Pie, by Sarah Weeks, 2011, Book Review


This book is delightful. That’s not a word I usually use. It’s sort of an old-fashioned word that’s not really my style. A word old ladies might use to describe a chickadee singing on a sunny day or a glass of spiced tea in the winter. But it’s the word that comes to mind. Pie is simply a delight to read.
Eleven-year-old Alice lives in Ipswitch, Pennsylvania, and her Aunt Polly Portman is its pie queen. Polly never asks for payment, she simply takes pride and pleasure in pleasing others with her pie-making accomplishments. Notice the alliteration? All the perfectly placed sounds? Yeah, many passages have purposeful placement such as this. They roll along with a melodic mix of consonants, carefully metered and particularly planned. It’s pleasing to read.
But not everything is perfect in Ipswitch. Aunt Polly dies suddenly, leaving Alice distraught and confused. For Aunt Polly left her pie crust recipe to her cat, and she left the cat to Alice. How do you leave a recipe with a cat? That’s what the whole town–the whole world, it seems–wants to know. Because Polly Portman’s pie crust is the most coveted pastry in the national pie-making community.
And now a professional pilferer has come looking to pinch it.
I loved this book. It’s a light read and perfectly pleasing for my seven-year-old to whom I read it out loud. It takes place in the 1940’s and 50’s, so some contextual phrases or events needed a bit of explaining for an audience so young, but the plot and the mystery were easy to follow. There’s a good deal of laughter and silliness. The emotion Alice deals with at her aunt’s loss and her mother’s rejection, however, is real. It’s understandable. So is the easy friendship that develops between Alice and her schoolmate, Charlie.
This is a fun read-aloud, a fun together book with a sweet adventure bonus. You see, every chapter begins with a new pie recipe.

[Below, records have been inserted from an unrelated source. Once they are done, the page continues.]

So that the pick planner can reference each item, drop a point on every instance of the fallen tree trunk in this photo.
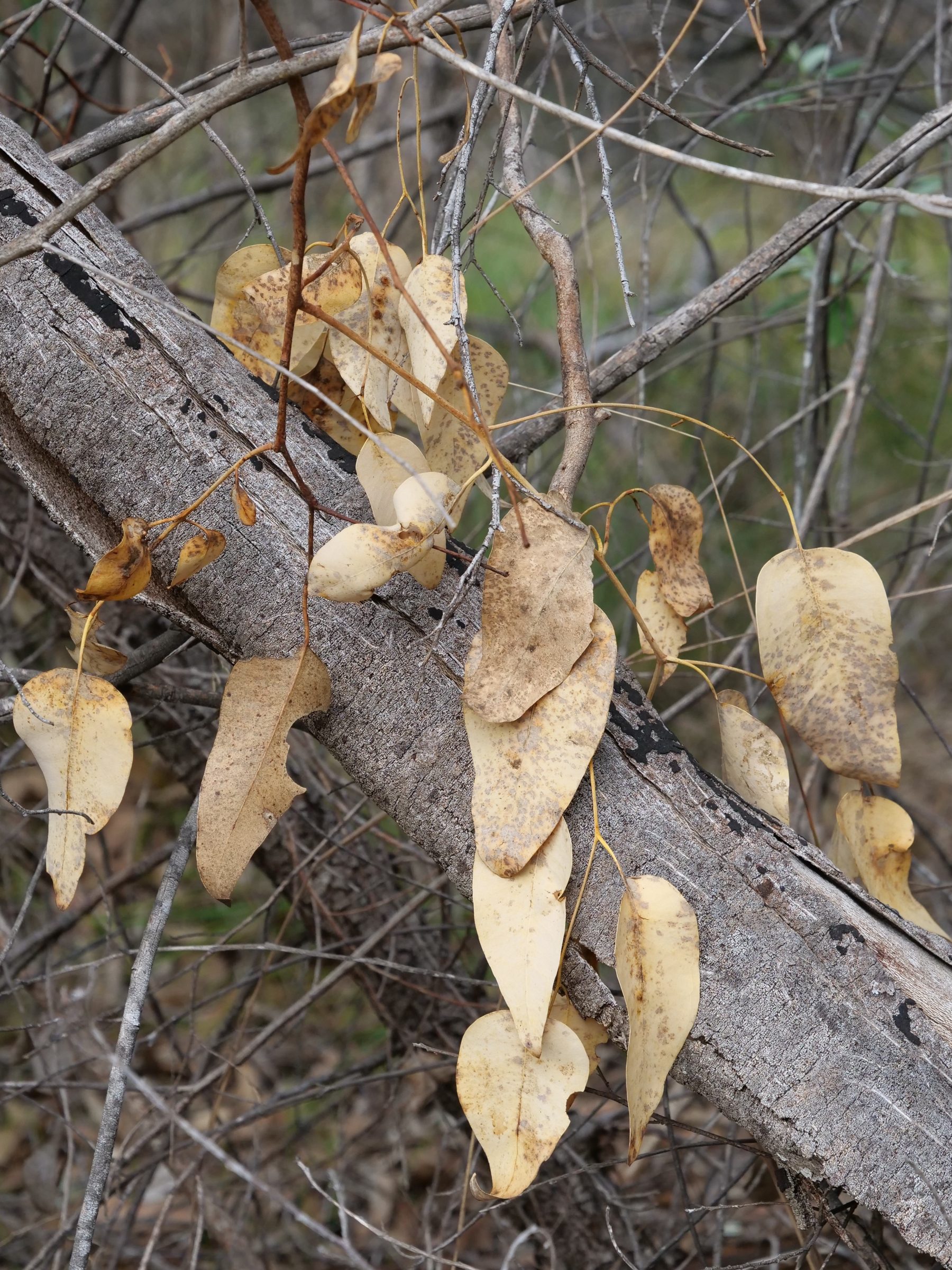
(826, 1023)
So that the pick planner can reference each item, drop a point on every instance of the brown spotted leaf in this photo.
(537, 619)
(880, 835)
(125, 570)
(527, 772)
(826, 634)
(657, 959)
(521, 924)
(84, 751)
(674, 541)
(246, 789)
(753, 760)
(515, 1100)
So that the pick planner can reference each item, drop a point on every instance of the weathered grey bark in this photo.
(826, 1023)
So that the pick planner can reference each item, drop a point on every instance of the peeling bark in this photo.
(826, 1023)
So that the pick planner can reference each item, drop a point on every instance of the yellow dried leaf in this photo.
(753, 760)
(537, 619)
(202, 550)
(657, 959)
(431, 286)
(589, 1032)
(826, 634)
(381, 474)
(327, 379)
(880, 835)
(97, 658)
(521, 922)
(668, 629)
(246, 789)
(450, 445)
(375, 315)
(527, 772)
(674, 541)
(125, 570)
(233, 314)
(84, 752)
(516, 1102)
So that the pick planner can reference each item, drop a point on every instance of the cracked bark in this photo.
(826, 1024)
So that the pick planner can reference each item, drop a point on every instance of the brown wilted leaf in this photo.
(674, 541)
(84, 751)
(327, 378)
(516, 1102)
(537, 619)
(668, 629)
(431, 285)
(527, 772)
(125, 570)
(375, 315)
(880, 835)
(201, 550)
(657, 959)
(753, 760)
(521, 922)
(244, 506)
(826, 634)
(246, 789)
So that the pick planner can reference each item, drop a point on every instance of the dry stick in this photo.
(126, 1043)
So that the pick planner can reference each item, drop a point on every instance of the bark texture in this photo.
(826, 1023)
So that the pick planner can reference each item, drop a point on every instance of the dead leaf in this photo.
(589, 1032)
(880, 835)
(668, 629)
(125, 570)
(657, 959)
(450, 445)
(516, 1102)
(537, 619)
(521, 922)
(86, 756)
(245, 509)
(327, 379)
(826, 633)
(431, 286)
(753, 760)
(97, 658)
(375, 315)
(674, 541)
(246, 789)
(201, 550)
(527, 772)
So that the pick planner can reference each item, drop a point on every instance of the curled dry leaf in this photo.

What a perfect opportunity to move from the couch to the kitchen for a little pie-making adventure of your own. My son and I chose to make the chocolate cream pie and boy was it good!
I’d strongly encourage parents and teachers to take full advantage of Pie. It’s simply delightful!

Pie, by Sarah Weeks, 2011, Book Review

12 thoughts on “Pie, by Sarah Weeks, 2011, Book Review

    1. That’s the one my boys chose too! We were at my mom’s cottage when we read this (and when we made the pie) and my mom made me run off copies of FOUR of the pie recipes for her! Wonder if she tried any of them yet.